I was amazed at some of the changes in Mérida. In fact, on my first night there, I got to see the re-lighting of the historic cathedral seen in this starry night in Mexico print. On my first visit, the lighting of the cathedral was mainly from the peddler’s carts that lined the front of the old church after the sun set. On the second visit, there had been some renovations and a much more elaborate lighting scheme. There was a part of me that missed the simpler feel from my first visit but seeing the old architecture towering against the night sky had a way of altering my feelings.

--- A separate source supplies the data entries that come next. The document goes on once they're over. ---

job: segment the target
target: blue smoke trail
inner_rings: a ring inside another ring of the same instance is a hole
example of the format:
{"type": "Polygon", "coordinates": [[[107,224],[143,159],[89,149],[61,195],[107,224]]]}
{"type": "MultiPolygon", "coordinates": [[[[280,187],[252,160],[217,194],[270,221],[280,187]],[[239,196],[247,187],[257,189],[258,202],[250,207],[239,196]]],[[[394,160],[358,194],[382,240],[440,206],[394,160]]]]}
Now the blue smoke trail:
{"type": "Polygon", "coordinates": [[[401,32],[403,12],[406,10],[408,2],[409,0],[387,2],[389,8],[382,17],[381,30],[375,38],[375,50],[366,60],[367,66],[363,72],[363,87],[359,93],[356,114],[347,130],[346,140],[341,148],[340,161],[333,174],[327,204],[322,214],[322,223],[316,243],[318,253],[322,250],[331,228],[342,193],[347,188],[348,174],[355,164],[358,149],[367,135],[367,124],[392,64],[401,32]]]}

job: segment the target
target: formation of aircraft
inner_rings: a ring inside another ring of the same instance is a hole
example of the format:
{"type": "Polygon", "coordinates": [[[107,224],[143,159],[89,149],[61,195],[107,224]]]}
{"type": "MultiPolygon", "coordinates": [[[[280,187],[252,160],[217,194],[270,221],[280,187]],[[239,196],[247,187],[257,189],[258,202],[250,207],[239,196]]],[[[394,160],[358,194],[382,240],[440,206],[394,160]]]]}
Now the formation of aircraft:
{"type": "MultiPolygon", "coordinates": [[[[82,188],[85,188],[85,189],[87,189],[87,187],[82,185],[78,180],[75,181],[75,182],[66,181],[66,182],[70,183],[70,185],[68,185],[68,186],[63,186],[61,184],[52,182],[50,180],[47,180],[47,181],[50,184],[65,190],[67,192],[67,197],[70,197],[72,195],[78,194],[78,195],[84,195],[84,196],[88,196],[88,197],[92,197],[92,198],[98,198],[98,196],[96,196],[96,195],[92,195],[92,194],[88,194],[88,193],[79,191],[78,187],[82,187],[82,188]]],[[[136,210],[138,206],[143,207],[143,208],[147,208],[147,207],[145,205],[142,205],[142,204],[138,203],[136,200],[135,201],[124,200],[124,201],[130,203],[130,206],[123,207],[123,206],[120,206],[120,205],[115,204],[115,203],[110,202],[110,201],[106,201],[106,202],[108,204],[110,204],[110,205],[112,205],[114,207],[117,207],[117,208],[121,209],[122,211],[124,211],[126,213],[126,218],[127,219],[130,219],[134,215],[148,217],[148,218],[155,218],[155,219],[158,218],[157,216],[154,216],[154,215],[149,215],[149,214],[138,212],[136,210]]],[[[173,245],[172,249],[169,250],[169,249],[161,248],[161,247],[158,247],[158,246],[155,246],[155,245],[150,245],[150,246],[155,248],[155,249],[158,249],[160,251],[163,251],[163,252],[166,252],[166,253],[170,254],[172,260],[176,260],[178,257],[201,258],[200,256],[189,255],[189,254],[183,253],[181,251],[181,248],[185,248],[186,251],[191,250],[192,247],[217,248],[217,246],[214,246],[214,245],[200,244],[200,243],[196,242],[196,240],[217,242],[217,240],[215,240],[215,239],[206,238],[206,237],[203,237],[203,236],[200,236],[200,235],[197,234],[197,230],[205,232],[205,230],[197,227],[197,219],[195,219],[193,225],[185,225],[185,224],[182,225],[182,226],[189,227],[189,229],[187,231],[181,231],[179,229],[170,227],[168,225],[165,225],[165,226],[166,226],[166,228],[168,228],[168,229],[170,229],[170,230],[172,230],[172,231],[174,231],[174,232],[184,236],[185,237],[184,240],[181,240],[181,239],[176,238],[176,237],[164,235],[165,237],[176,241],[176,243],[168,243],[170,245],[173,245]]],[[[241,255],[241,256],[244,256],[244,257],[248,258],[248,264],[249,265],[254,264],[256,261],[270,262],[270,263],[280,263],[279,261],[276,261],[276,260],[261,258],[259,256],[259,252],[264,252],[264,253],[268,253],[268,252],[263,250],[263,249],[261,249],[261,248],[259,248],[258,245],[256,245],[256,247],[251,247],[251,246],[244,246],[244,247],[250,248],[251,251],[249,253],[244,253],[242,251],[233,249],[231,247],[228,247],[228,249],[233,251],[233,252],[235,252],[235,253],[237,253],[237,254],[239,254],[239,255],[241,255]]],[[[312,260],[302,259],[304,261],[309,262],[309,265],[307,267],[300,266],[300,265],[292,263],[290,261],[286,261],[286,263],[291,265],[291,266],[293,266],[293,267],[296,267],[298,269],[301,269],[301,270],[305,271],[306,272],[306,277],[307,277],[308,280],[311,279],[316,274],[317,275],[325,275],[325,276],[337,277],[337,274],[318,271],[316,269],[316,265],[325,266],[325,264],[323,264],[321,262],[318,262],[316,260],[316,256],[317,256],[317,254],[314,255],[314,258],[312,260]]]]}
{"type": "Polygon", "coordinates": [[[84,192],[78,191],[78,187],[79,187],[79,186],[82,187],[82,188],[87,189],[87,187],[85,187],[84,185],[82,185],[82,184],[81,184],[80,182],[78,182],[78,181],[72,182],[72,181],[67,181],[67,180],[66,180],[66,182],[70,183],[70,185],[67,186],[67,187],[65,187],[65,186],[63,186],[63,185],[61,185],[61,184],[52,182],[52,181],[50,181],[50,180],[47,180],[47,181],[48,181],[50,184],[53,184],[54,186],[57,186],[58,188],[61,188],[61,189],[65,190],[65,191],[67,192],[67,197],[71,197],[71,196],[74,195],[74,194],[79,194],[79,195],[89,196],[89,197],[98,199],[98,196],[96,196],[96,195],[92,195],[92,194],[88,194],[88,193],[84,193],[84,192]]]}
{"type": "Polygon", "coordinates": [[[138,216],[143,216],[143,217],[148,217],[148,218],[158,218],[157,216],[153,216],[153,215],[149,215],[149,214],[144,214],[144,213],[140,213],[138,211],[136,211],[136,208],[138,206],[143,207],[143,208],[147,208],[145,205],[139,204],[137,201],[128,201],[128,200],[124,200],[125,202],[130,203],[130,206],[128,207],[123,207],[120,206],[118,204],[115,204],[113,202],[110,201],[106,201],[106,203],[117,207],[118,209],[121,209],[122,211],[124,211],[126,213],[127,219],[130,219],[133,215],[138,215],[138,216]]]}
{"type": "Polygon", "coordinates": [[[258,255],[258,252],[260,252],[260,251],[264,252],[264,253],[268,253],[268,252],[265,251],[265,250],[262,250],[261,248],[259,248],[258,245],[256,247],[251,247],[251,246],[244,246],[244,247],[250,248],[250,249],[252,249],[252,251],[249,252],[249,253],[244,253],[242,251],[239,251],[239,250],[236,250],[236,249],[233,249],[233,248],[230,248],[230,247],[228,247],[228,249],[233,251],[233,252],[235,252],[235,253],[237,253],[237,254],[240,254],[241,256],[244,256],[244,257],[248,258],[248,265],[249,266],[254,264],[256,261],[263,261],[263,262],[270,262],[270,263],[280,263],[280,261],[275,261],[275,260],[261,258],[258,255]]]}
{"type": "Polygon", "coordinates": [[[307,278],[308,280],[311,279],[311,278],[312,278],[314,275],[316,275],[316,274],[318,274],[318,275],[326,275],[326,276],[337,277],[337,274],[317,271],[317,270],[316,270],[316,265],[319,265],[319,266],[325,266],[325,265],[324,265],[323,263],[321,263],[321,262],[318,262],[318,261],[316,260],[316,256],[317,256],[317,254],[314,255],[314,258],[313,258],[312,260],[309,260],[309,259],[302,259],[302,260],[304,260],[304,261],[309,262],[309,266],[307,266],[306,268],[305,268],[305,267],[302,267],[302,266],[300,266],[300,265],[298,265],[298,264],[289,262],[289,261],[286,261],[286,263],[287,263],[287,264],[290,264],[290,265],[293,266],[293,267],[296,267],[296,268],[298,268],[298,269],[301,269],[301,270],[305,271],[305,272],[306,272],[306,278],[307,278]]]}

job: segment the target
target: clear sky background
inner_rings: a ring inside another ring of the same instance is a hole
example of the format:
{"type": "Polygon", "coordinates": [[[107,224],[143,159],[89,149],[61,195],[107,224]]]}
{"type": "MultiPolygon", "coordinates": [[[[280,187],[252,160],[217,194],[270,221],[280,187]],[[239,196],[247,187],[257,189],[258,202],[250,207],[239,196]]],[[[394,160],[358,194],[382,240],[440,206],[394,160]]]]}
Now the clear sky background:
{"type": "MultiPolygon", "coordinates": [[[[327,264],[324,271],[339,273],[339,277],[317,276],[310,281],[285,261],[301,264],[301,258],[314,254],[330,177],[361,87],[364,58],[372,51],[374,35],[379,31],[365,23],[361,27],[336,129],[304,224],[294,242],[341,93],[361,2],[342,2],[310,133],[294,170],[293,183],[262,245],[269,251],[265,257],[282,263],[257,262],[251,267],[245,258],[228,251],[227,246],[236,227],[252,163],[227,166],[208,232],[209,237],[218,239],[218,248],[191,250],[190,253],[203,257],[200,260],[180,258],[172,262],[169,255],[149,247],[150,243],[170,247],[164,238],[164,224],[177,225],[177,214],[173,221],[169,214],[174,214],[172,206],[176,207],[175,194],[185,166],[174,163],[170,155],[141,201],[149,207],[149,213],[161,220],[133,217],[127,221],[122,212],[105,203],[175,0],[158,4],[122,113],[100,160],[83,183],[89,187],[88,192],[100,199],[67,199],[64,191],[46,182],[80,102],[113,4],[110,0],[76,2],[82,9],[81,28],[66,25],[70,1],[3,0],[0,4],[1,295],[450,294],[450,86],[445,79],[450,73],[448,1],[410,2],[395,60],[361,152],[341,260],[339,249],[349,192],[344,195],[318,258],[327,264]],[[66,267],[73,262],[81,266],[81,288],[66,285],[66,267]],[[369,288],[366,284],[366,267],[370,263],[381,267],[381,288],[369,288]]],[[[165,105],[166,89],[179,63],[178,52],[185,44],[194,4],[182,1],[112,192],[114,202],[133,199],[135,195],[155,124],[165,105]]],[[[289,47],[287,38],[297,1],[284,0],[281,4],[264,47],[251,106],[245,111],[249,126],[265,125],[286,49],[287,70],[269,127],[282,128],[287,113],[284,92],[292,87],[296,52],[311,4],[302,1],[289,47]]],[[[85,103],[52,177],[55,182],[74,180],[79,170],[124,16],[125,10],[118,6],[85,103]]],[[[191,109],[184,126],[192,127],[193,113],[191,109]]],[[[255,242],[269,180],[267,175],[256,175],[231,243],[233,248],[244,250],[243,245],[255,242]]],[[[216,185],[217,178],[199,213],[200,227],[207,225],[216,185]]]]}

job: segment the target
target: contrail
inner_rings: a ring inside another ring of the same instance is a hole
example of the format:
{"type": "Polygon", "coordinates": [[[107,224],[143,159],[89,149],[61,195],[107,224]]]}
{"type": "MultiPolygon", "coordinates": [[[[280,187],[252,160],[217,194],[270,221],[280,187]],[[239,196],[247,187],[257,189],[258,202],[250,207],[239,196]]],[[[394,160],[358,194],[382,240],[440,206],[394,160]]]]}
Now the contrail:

The historic cathedral was the first of the Spanish colonial cathedrals I encountered. And I guess that’s somewhat fitting as it’s also one of the oldest cathedrals in the mainlands of the Americas. I have heard that the only older cathedrals are in the Caribbean. Completed in 1598, it’s something of an exception. Most of the old cathedrals and churches in Mexico are solidly in the Baroque style. The Catedral de San Ildefonso by contrast has some baroque influences but is principally in the Renaissance style with a little bit of a Moorish flavor to its bell towers. That eclectic blend of architecture gives a really exotic blend to my fantasy of a starry night in Mexico. There’s an unquestionable Latin flavor to the streets but the towering old cathedral truly feels as if it reaches back into the dusty pages of time, don’t you think?
This Mérida print was also intended to have a flair of the magical about it because of the ancient Mayan spirit that underlies that old church. You see, Mérida was built over a Mayan City, T’ho. In fact, the stone church reaching into the heavens in this Starry night in Mexico print is far more ancient than 16th century. The Mayan temples of T’ho were pulled down and the stone was re-used in the construction of this church.
Did you sense the hidden magic of this print? Have you stood before the old cathedral in Mérida on a starry night in Mexico? Or does this beautiful old world church capture your heart despite never having stood before it? I hope you might take a little pause to share what attracts you to this particular print?